In our exercise, the definite integral is used with the lower limit 'a' as 0 and the upper limit 'b' as 1 for the function f(x) = x^2 + 2x. This process involves finding the limit of a sum as the number of rectangles under the curve increases and the width of these rectangles approaches zero. The result of this calculation tells us the accumulated value of our function between the specified limits of 0 and 1.

When you're solving problems involving the average value of a function, you'll often set up a definite integral like this one to start. It's important to note that the definite integral gives you a numerical value, indicating the area or accumulated quantity, which will be key in computing the average.

The Fundamental Theorem of Calculus is a significant principle that bridges the concept of an antiderivative with that of a definite integral. It is composed of two parts, with the first stating that the integral of a function over an interval can be found by evaluating its antiderivative at the endpoints.

In the context of our exercise, when we have the integral of f(x) = x^2 + 2x from 0 to 1, the Fundamental Theorem of Calculus allows us to compute the integral by finding the antiderivative and then subtracting its value at the lower limit from its value at the upper limit. This process turns a potentially complex area calculation into a simple substitution, radically simplifying the computational work necessary.

Understanding this theorem is crucial because it not only simplifies the calculation of definite integrals but also highlights a deep connection between differential and integral calculus, reinforcing how the concepts of differentiation and integration are inverse processes.

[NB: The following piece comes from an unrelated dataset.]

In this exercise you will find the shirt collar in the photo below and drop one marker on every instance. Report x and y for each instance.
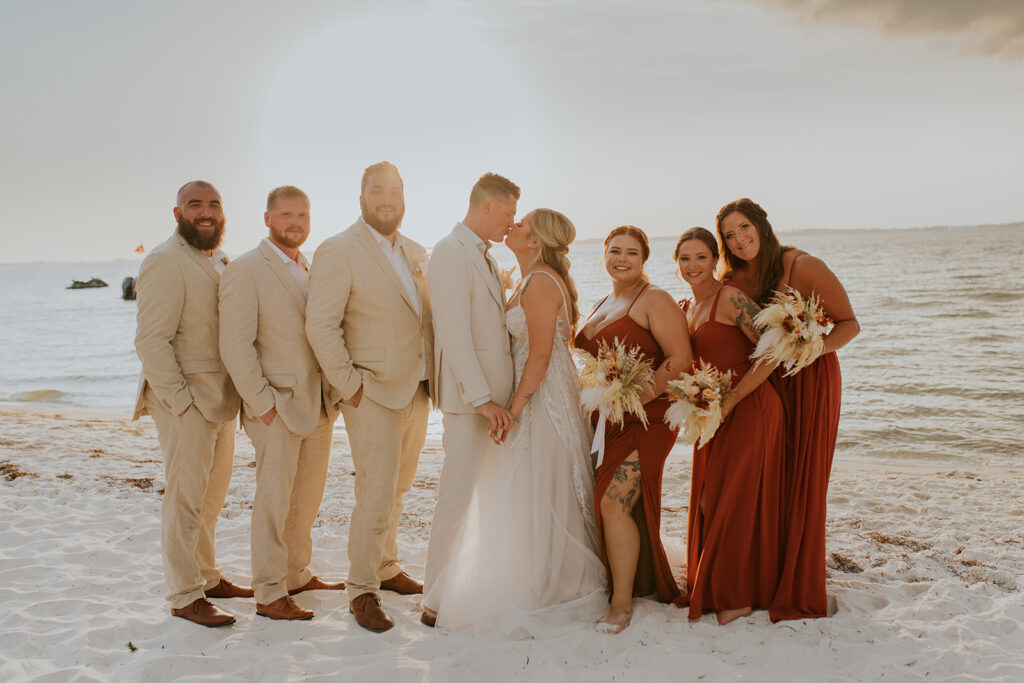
(381, 240)
(285, 257)
(482, 245)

Antiderivatives, or indefinite integrals, are the counterpart to derivatives in calculus. An antiderivative of a function is another function that, when differentiated, yields the original function. It represents the collection of all the functions that share the same derivative, differing only by a constant.

For our function f(x) = x^2 + 2x, the antiderivatives are F(x) = (x^3/3) + x^2 + C, where C represents the constant of integration. During the solution process, this constant doesn't affect the calculation since it cancels out when evaluating a definite integral - a result of the Fundamental Theorem of Calculus.

To find the average value of a function, you first need to identify its antiderivative, apply the limits of integration, and then divide by the length of the interval. This process of integration and averaging involves working backwards from differentiation, illustrating the importance of having a solid grasp on the concept of antiderivatives.